Consumer Information

Author:  Maryna Botha
10 July 2020

AN ESCAPE FROM CONTRACTUAL OBLIGATIONS BECAUSE THEY ARE UNFAIR?
BEADICA 231 CC AND OTHERS V TRUSTEES FOR THE TIME BEING OF THE OREGON TRUST AND OTHERS (CCT109 /19) [2020] ZACC 13(17 JUNE)

In recent times, there has been increasing debate and court judgment dealing with the question whether an agreement between two reasonable business persons is at risk of being invalidated by invoking unreasonableness, unfairness and public policy considerations, viewed against the background of legal certainty and pacta sunt servanda (the principle that contracts freely entered into between parties must be honoured and, if necessary, enforced by the courts). This judgment deals with a franchisee’s application not to be evicted from premises after it failed to timeously renew a lease agreement. The Constitutional Court confirmed that contracts will generally be upheld and enforced but that the law will, in so doing, not lose sight of the fact that good faith, ubuntu and public policy all play an important role in contractual dealings.

SUMMARY OF THE JUDGMENT

FACTS

Beadica 231 CC (Beadica) and others are four close corporations that entered into franchise agreements with Sale’s Hire to operate Sale’s Hire franchised businesses for a period of ten years. They acquired their businesses in terms of a black economic empowerment initiative financed by the National Empowerment Fund and coordinated by Sale’s Hire. Beadica and the other franchisees operated their businesses from premises leased from the Oregon Trust, as required in terms of their franchise agreements with Sale’s Hire.

The leases were intended to run for an initial period of five years, but conferred on Beadica and the others an option to renew the leases for a further period of five years. The renewal clause in the lease agreements provides that the option to renew be exercised by giving notice six months before the termination of the lease. Beadica and the other franchisees did not exercise their renewal options within the requisite time and purported to exercise them only after the time period for doing so had expired. Oregon Trust alleged that the options to renew had lapsed and the lease
agreements had terminated and asked the franchisees to vacate the premises.

Beadica and the other franchisees instituted urgent proceedings in the High Court against Sale’s Hire and Oregon Trust seeking an order declaring that their renewal options had been validly exercised and prohibiting Oregon Trust from evicting them. Oregon Trust brought a counter-application for eviction of Beadica and the others.

The High Court held that the strict terms of the lease agreement should not be enforced. The termination of the leases would result in Beadica and the other franchisees losing their businesses as well as the failure of a black economic empowerment initiative. This, the High Court held, would constitute a disproportionate sanction for the failure of Beadica and the franchisees to comply with the renewal clause.

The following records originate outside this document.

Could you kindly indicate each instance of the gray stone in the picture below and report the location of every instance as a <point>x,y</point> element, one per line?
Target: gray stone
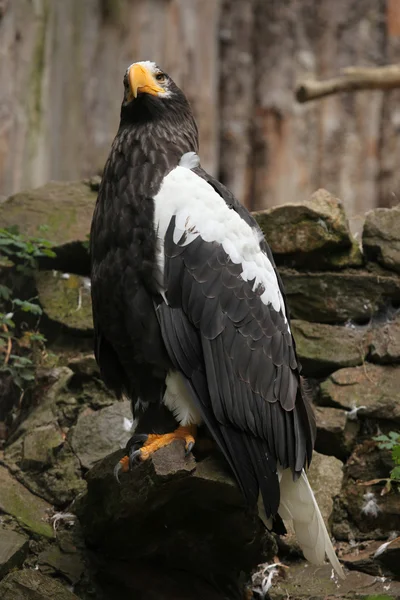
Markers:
<point>378,558</point>
<point>325,348</point>
<point>325,476</point>
<point>381,237</point>
<point>66,208</point>
<point>364,511</point>
<point>33,585</point>
<point>187,517</point>
<point>304,581</point>
<point>383,342</point>
<point>314,234</point>
<point>336,434</point>
<point>68,564</point>
<point>97,433</point>
<point>336,297</point>
<point>375,388</point>
<point>39,452</point>
<point>30,511</point>
<point>66,301</point>
<point>13,549</point>
<point>39,445</point>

The Oregon Trust and Sale’s Hire appealed to the Supreme Court of Appeal (SCA). The SCA rejected the notion of proportionality, confirming that courts may only decline to enforce contractual terms when doing so would offend public policy and then only in the clearest of cases (i.e. with ‘perceptive restraint’). It then upheld the appeal on the grounds that there were no considerations of public policy that would render the renewal clauses unenforceable.   The eviction of Beadica and the other franchisees from the leased premises was therefore ordered.

In an appeal to the Constitutional Court, the franchisees argued that enforcement would be inimical to the values of the Constitution, in particular the right to equality contained in section 9(2) of the Constitution in that it would collapse their businesses and lead to the failure of the black economic empowerment initiative financed by the Fund.  The Oregan Trust and others (including Sales Hire) argued that the Constitutional Court in Barkhuizen imposed an onus on parties seeking to avoid the enforcement of a contractual term on the basis of public policy, to adequately explain their failure to comply with the term and that, since the franchisees had failed to do so, the enforcement of the renewal clause could not be found to be contrary to public policy. The franchisees’ explanation for their failure to comply with the term in the agreement, namely that they were unsophisticated and did not grasp the implications of their failure to comply, was accepted by the High Court but rejected by the SCA.

HELD

(Majoritity of 7 and 2 separate, minority judgments)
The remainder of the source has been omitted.